Natalie Glover and Maggie Fick
LONDON (Reuters) – GSK Chief Executive Officer Emma Walmsley on Wednesday made replenishing drug companies’ vaccines and therapeutics pipelines a top priority.
But analysts were disappointed that she didn’t provide any details about how she and her management plan to find the company’s next blockbuster drug.
After the world’s largest vaccine maker reported stronger-than-expected fourth-quarter results, the current pipeline will continue to grow at the end of the decade and beyond, Walmsley said by phone.
But analysts say there isn’t enough drug cabinets to sustain this momentum over the next few years.
Investors have been listening intently to GKS’ pipeline strategy after it last July spun off Haleon, a consumer health products business that makes Sensodyne toothpaste and other flagship products.

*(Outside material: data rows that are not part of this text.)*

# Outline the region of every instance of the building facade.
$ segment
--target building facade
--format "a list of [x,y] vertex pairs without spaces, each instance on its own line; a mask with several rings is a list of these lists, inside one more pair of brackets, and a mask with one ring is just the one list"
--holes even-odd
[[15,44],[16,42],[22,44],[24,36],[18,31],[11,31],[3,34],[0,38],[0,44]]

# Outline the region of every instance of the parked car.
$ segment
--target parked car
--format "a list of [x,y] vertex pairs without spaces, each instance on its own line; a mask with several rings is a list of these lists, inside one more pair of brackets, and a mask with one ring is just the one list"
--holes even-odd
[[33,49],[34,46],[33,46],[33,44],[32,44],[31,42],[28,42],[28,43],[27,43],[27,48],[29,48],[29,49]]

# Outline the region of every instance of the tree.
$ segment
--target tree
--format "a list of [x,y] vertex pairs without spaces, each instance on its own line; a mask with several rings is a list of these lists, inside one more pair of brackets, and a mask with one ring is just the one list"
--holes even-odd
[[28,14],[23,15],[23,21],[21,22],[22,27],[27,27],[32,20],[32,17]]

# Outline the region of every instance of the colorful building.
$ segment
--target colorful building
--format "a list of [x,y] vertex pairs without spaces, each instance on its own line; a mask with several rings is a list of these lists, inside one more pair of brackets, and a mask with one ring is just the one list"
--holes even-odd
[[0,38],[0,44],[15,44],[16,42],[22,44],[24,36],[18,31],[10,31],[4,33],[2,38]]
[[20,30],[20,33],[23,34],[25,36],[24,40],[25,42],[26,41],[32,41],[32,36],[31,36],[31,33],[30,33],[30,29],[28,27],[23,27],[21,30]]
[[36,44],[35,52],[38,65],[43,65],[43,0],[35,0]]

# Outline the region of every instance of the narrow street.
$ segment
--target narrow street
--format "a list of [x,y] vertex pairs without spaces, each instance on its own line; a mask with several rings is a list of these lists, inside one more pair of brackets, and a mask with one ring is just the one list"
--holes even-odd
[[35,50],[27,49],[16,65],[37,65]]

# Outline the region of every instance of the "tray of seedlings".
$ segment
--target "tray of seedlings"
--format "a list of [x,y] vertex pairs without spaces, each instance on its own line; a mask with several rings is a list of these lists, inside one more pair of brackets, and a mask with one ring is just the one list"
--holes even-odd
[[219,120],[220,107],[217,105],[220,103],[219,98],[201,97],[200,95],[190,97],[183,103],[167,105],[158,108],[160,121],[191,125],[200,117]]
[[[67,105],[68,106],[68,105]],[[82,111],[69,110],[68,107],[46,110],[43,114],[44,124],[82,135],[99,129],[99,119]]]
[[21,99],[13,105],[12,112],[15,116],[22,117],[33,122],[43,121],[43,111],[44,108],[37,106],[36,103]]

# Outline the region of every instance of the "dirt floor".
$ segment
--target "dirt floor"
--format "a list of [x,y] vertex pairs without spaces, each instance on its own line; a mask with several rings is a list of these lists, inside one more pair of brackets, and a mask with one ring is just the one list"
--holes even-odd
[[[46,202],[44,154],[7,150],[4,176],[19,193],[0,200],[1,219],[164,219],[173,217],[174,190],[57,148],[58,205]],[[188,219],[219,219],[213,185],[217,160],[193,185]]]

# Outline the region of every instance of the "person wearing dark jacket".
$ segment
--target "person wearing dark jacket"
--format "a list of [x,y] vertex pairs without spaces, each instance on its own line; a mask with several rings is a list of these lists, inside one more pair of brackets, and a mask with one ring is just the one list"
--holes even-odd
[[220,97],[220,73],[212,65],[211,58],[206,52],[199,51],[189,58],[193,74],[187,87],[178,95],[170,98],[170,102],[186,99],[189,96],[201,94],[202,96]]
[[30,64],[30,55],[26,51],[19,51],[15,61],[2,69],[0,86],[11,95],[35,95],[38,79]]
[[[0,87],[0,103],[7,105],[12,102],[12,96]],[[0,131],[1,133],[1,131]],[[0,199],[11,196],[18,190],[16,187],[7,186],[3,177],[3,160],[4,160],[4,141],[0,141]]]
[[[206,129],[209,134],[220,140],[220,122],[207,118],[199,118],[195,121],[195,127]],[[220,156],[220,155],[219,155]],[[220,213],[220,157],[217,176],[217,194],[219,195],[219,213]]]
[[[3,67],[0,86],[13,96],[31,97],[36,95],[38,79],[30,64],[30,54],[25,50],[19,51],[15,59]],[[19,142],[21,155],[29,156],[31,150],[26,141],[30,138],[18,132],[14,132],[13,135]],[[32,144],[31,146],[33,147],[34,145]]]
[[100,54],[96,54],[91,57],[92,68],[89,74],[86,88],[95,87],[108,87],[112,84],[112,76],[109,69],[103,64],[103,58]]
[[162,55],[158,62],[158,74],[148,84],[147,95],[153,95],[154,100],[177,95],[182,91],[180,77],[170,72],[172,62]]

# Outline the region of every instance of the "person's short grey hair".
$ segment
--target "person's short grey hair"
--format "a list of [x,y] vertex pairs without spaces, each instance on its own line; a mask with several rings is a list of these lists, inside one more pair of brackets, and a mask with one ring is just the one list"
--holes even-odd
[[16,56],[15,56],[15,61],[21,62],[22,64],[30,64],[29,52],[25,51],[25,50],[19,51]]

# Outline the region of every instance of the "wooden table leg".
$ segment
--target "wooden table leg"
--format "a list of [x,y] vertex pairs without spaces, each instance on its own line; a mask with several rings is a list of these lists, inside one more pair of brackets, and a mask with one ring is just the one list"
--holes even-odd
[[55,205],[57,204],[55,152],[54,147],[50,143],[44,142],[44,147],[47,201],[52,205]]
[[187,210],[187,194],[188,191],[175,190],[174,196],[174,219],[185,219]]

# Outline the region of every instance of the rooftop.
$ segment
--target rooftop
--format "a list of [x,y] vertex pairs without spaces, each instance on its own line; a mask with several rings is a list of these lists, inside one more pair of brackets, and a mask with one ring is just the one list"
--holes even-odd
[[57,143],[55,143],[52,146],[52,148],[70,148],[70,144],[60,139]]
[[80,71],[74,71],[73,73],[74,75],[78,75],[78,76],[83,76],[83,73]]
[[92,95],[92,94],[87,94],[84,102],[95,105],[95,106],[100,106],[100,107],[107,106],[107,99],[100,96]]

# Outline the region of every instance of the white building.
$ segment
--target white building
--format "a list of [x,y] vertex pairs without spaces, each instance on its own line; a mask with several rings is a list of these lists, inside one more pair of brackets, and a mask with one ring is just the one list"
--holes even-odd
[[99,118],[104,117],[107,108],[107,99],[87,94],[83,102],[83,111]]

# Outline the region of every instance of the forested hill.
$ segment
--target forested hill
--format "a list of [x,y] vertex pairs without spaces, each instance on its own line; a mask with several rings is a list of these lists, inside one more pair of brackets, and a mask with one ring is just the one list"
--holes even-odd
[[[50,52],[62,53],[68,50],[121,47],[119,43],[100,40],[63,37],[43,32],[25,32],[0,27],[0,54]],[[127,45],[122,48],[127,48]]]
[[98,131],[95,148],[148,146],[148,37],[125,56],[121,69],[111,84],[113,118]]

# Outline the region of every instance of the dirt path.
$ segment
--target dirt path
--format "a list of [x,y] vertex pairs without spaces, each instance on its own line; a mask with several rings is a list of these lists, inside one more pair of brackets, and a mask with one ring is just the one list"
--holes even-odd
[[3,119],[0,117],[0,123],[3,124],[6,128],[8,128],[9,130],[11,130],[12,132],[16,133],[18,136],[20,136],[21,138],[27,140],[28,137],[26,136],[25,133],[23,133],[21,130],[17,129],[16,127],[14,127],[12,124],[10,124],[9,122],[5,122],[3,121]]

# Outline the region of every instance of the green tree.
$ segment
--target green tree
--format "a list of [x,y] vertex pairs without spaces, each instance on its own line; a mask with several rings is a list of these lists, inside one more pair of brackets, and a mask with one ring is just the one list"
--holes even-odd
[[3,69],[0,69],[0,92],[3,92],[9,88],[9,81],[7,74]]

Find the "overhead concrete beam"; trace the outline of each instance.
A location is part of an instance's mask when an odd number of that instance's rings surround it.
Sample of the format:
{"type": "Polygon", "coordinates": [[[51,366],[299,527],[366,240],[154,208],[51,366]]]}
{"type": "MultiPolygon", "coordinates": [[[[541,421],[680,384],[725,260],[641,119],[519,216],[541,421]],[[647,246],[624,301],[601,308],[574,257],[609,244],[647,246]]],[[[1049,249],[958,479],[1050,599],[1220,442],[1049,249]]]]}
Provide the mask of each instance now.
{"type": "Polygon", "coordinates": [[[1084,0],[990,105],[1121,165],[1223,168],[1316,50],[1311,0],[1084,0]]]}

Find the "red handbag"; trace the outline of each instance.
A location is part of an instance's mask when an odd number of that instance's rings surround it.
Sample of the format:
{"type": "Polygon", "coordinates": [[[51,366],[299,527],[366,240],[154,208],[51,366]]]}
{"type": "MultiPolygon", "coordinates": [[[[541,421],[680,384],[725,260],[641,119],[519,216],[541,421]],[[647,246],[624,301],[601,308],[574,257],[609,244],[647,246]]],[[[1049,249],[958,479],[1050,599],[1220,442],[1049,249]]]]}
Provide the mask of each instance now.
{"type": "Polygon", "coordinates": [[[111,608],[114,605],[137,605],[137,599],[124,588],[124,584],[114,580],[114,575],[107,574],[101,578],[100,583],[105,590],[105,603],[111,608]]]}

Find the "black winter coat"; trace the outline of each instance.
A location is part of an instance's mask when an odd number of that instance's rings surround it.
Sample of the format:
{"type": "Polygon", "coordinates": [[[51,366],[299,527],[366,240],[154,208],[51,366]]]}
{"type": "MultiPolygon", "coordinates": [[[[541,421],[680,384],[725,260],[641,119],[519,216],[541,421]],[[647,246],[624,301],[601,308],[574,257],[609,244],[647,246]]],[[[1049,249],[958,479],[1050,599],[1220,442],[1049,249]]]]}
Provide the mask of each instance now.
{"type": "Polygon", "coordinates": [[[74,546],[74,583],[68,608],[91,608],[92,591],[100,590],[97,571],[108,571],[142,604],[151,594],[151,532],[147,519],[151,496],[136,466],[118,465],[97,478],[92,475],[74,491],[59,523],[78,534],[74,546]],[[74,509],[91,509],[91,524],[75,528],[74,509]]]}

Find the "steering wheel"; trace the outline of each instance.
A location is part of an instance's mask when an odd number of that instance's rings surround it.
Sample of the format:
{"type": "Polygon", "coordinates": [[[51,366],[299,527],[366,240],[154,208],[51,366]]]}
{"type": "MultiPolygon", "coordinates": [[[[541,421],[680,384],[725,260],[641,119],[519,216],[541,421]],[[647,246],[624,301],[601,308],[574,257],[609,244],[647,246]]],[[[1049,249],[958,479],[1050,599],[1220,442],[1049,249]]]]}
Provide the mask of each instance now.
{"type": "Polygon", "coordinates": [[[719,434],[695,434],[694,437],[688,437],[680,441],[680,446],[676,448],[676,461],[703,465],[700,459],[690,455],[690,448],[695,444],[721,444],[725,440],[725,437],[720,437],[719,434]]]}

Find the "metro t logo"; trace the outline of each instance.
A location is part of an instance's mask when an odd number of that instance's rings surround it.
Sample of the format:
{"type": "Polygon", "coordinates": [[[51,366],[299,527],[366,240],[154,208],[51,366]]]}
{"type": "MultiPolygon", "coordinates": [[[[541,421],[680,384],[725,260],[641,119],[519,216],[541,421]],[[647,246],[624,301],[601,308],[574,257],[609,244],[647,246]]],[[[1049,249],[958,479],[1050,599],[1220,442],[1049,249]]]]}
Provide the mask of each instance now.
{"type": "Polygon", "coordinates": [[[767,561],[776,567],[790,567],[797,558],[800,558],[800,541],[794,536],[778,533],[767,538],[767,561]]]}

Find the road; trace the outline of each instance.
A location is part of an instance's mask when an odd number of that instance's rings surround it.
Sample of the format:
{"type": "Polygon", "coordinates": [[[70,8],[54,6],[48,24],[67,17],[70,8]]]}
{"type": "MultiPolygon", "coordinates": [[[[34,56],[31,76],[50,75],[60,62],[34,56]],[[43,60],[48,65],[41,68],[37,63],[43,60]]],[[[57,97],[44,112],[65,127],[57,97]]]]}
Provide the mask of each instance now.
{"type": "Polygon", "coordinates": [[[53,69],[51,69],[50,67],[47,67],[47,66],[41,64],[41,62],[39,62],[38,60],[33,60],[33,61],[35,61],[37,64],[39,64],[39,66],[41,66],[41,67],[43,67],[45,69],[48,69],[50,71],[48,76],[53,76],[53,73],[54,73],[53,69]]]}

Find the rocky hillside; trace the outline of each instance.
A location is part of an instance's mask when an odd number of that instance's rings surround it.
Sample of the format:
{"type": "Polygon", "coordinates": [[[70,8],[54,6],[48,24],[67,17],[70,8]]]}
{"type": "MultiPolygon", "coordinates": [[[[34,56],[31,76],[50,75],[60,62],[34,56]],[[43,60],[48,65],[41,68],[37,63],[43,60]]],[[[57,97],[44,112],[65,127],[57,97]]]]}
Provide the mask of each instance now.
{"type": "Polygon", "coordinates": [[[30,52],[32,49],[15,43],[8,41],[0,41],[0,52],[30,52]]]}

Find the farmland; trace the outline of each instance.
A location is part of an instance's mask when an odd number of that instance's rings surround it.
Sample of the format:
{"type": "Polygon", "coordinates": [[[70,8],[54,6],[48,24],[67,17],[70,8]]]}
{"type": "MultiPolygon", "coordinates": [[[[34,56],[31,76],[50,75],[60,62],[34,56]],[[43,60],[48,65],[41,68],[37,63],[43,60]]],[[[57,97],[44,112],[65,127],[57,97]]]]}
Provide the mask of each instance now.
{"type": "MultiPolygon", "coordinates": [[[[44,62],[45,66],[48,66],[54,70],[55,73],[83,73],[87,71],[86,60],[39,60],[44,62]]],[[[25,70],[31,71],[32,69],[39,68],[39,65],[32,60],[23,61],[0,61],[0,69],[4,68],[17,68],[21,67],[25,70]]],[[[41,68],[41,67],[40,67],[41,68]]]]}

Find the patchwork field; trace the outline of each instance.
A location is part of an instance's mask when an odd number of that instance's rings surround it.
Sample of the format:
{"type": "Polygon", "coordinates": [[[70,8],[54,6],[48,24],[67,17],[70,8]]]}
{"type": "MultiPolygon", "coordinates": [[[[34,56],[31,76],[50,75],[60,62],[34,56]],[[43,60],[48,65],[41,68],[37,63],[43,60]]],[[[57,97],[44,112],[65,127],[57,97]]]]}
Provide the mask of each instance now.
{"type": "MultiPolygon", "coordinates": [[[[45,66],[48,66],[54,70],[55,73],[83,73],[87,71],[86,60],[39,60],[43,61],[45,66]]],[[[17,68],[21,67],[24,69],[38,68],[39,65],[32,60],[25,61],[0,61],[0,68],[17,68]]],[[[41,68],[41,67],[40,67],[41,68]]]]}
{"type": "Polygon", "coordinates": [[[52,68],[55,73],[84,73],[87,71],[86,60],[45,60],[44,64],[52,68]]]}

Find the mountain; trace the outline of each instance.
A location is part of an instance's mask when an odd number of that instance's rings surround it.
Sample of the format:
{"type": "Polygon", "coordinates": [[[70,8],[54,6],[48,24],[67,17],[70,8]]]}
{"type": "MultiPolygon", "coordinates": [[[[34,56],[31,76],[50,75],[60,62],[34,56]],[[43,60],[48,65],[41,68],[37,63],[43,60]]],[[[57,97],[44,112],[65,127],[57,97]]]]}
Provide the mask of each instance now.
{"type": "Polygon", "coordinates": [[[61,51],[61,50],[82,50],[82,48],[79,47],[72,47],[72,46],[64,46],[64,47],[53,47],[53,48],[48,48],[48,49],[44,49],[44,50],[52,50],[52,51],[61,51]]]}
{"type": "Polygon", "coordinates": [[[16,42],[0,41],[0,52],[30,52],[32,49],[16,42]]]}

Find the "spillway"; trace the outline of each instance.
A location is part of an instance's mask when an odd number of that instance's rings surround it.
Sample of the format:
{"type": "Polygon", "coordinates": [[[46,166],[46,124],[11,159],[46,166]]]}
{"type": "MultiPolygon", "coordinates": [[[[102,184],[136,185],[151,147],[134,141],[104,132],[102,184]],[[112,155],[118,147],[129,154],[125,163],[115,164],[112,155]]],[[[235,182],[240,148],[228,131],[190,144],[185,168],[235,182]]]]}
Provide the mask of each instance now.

GSK has missed a big opportunity in the lucrative market for COVID-19 vaccines, but has had a strong quarter after years of underperforming relative to its peers.
Fourth-quarter results were boosted by sales of HIV medicines and the blockbuster shingles vaccine Shingrix.
However, after an early surge, GSK’s share of London’s blue chip FTSE 100 closed 0.2% lower.
Barclays analyst Emily Field said: “We didn’t learn much today about their efforts to expand their pipeline.
The loss of patent protection for dolutegravir, a compound that forms part of GSK’s four HIV medicines, by 2027 is of particular concern as more than £5bn ($6.2bn) of sales are at risk will be Third bridge.
Among its few prospects, GSK relies primarily on vaccines targeting respiratory syncytial virus (RSV). RSV causes thousands of hospitalizations and deaths each year, at least partially offsetting the losses.
It has been submitted for regulatory review in the United States, European Union, and Japan.
But rivals Pfizer and Moderna are also competing for a piece of the estimated $10 billion market, and some analysts expect GSK may only get a piece of it, he said. Skeet told Reuters.
“So there’s still room to make up,” he said.
The company has announced several acquisitions, including an agreement to acquire U.S.-based Sierra Oncology in 2022, but it has also ditched its cancer-focused pact and the cell and gene therapy space entirely. We have culled a small number of programs from the pipeline.
GSK has also suffered setbacks in its marketed oncology portfolio in recent months. Meanwhile, analysts say Shingrix’s market will eventually become saturated, further limiting the company’s growth prospects.
R&D expenses
GSK’s R&D spending has long lagged its peers, and activist investor Elliott stressed in his 2021 letter that he was pressuring him to make drastic changes. doing.
Citeline senior healthcare analyst Andrew McConaghy says the company is starting to close the gap by spending just over £5bn ($6.2bn) on R&D in 2022, but still rivals Roche, AstraZeneca and Pfizer. lagging behind.
With the help of technologies such as artificial intelligence, GSK’s top scientists can double R&D productivity from the industry standard of 10% to 20%, or reduce the entire journey from early clinical trials to market in 10 minutes. said it is working on using 2 drugs.
Some investors and industry experts say the company still has time to turn around its drug pipeline.
Lucy Coutts, investment director at asset management firm JM Finn, which holds a stake in GSK, hopes the company will eventually offer a streamlined and specialized portfolio of blockbuster drugs.
But until that happens, stocks may continue to be under pressure.
“At this stage, there is little prospect for investors on that,” she said.